Show that $r^{2} = 3$.
How do we go about this?
Here's what I have tried -
$\displaystyle \Rightarrow \frac{\dfrac{a(r^{6}-1)}{r-1}}{\dfrac{a(r^{2}-1)}{r-1}} = \frac{91}{7}$
$\displaystyle \Rightarrow \frac{(r^{6}-1)}{(r^{2}-1)} = \frac{91}{7}$
$\Rightarrow\;???$
Any help would be highly appreciated.
On
Use this identity $a^3- b^3 = (a-b)(a^2 +ab+b^2)$, and then solve a quadratic equation.

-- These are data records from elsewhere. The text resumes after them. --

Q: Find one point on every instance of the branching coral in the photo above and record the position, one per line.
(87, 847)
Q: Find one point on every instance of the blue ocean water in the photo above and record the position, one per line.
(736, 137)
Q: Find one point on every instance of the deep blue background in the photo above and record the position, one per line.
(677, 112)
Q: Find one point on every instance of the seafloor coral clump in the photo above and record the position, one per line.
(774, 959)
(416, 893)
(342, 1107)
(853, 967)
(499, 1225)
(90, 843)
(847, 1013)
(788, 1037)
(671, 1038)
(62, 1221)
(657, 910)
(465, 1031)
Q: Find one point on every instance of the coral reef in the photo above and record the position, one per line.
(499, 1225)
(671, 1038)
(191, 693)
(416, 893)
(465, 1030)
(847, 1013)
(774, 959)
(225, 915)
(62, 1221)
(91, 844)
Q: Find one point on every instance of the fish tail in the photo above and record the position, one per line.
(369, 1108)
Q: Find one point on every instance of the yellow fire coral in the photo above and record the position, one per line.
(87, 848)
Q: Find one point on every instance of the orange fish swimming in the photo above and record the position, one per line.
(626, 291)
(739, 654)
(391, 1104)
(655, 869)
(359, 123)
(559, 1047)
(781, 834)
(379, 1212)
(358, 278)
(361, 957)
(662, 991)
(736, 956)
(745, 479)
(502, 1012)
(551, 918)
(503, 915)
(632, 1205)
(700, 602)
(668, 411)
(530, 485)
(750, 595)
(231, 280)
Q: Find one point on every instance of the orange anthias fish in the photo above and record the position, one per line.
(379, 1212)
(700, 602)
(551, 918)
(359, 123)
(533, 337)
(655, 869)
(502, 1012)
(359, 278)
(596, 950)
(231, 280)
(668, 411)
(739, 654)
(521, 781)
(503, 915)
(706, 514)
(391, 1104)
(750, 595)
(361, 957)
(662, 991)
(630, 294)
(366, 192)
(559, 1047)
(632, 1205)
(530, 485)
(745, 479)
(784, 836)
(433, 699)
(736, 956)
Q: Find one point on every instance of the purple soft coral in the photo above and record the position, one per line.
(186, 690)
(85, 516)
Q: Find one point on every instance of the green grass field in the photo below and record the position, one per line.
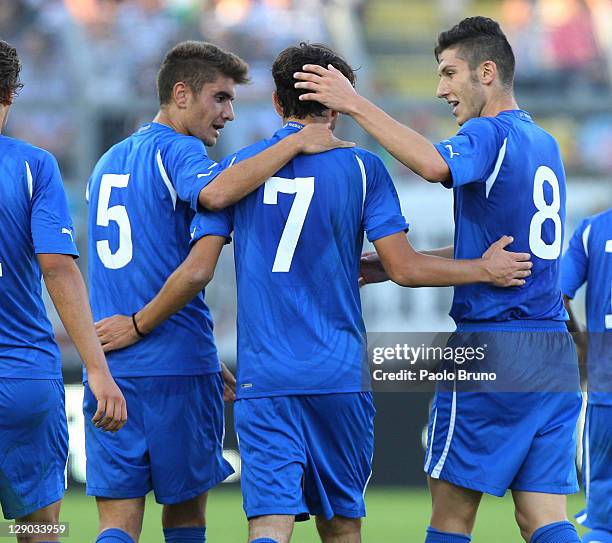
(394, 516)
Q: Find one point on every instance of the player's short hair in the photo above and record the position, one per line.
(479, 39)
(10, 66)
(290, 61)
(196, 63)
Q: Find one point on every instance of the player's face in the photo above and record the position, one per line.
(459, 86)
(209, 110)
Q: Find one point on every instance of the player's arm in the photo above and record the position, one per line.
(67, 290)
(190, 278)
(234, 183)
(333, 90)
(371, 269)
(409, 268)
(442, 252)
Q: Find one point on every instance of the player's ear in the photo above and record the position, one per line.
(487, 72)
(179, 93)
(277, 106)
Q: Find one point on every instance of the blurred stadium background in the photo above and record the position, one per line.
(89, 74)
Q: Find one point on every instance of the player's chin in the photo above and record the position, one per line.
(210, 140)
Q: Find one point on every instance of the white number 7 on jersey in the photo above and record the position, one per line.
(303, 188)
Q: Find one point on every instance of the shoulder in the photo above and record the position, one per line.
(491, 127)
(601, 221)
(175, 142)
(604, 216)
(22, 150)
(356, 156)
(249, 151)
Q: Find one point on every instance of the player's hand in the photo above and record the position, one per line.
(504, 268)
(116, 332)
(111, 414)
(327, 86)
(317, 138)
(371, 270)
(229, 384)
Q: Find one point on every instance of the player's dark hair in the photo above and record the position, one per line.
(479, 39)
(196, 63)
(9, 73)
(290, 61)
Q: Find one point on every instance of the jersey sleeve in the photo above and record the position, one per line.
(50, 222)
(209, 223)
(382, 213)
(575, 261)
(189, 168)
(472, 153)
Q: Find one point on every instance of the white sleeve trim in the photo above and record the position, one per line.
(166, 179)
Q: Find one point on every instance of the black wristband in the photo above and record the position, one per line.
(140, 334)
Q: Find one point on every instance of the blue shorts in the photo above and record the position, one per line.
(491, 441)
(172, 442)
(306, 455)
(33, 445)
(597, 468)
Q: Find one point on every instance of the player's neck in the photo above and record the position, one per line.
(497, 104)
(3, 116)
(306, 120)
(163, 118)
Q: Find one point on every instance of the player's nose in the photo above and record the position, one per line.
(228, 113)
(442, 90)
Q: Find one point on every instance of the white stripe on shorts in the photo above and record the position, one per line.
(451, 428)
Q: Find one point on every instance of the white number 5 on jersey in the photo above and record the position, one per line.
(303, 188)
(117, 214)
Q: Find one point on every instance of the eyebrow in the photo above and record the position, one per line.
(447, 68)
(223, 94)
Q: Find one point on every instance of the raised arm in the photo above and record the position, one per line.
(241, 179)
(409, 268)
(67, 290)
(333, 90)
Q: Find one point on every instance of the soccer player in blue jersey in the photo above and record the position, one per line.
(589, 260)
(36, 235)
(143, 194)
(304, 413)
(507, 178)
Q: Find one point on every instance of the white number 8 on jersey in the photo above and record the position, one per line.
(545, 211)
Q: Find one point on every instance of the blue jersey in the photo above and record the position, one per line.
(508, 179)
(34, 219)
(142, 197)
(589, 259)
(298, 241)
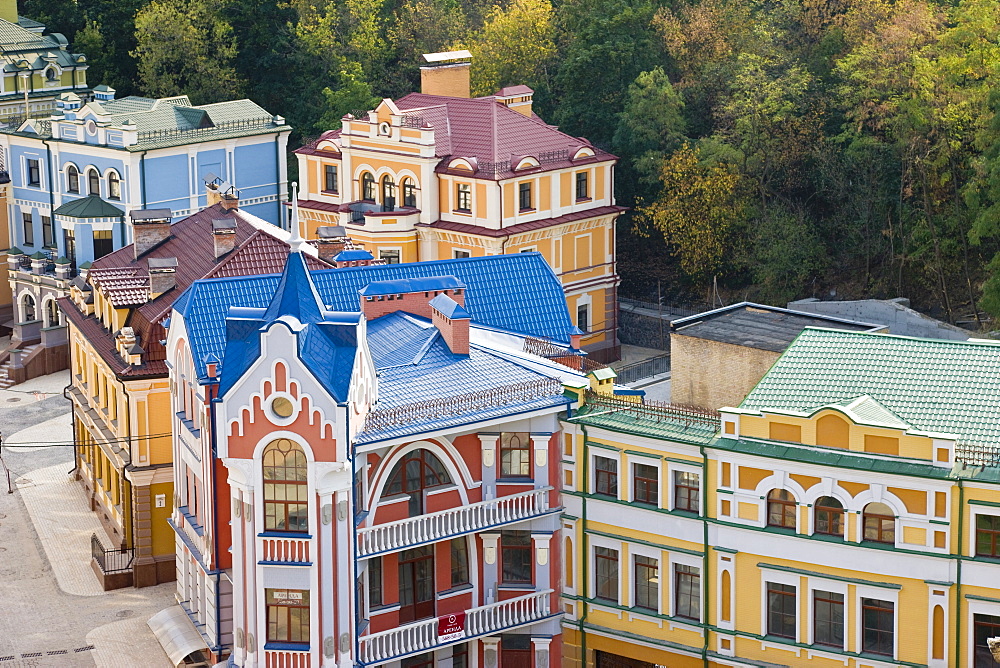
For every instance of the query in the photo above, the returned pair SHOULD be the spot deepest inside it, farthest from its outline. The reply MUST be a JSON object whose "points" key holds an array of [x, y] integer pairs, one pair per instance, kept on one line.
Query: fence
{"points": [[654, 366], [111, 561]]}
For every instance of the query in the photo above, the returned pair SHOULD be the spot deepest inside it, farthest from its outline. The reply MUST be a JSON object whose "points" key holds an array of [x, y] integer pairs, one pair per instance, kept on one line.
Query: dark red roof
{"points": [[525, 227], [191, 242]]}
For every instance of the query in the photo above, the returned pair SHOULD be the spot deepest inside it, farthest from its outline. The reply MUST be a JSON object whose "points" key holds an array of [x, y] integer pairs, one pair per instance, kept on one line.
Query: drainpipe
{"points": [[958, 575], [705, 558], [584, 574]]}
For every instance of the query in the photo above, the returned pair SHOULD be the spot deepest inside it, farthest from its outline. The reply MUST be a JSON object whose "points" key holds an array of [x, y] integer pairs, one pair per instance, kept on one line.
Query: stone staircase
{"points": [[5, 380]]}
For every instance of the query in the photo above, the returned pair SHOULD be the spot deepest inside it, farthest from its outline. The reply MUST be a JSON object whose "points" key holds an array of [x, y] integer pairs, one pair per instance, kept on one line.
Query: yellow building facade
{"points": [[437, 175], [846, 514]]}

$$\Rightarrow \frac{(r^{6}-1)}{(r^{2}-1)} = 13$$ $$\Rightarrow \frac{(r^{2}-1)(r^4+r^2+1)}{(r^{2}-1)} = 13$$ $$\Rightarrow r^4+r^2+ 1= 13$$ $$\Rightarrow r^4+r^2-12=0$$
You'll find something like $(r^2 -3)(r^2 +4)=0$
BINGO!
On
Note that $$r^6-1=(r^3+1)(r^3-1).$$
From @MMM's answer, we can observe that for all $a$ and $b$, $$a^3-b^3=(a-b)(a^2+ab+b^2). $$ Let $a=r$ and $b=\pm 1$. $$\therefore r^6-1=(r+1)(r^2-r+1)\cdot (r-1)(r^2+r+1).$$ Since $r^2-1=(r+1)(r-1)$, it follows then that $$(r^2-r+1)(r^2+r+1)=13.$$
Can you take it from here? :)
Let $x=r^{2}$. The quation becomes $x^{3}-1=\frac {91} 7 (x-1)$ or $x^{2}+x+1=\frac {91} 7$ since $r=1$ is not valid. So $x=\frac {-1 \pm \sqrt {49}} 2$. Can you finish?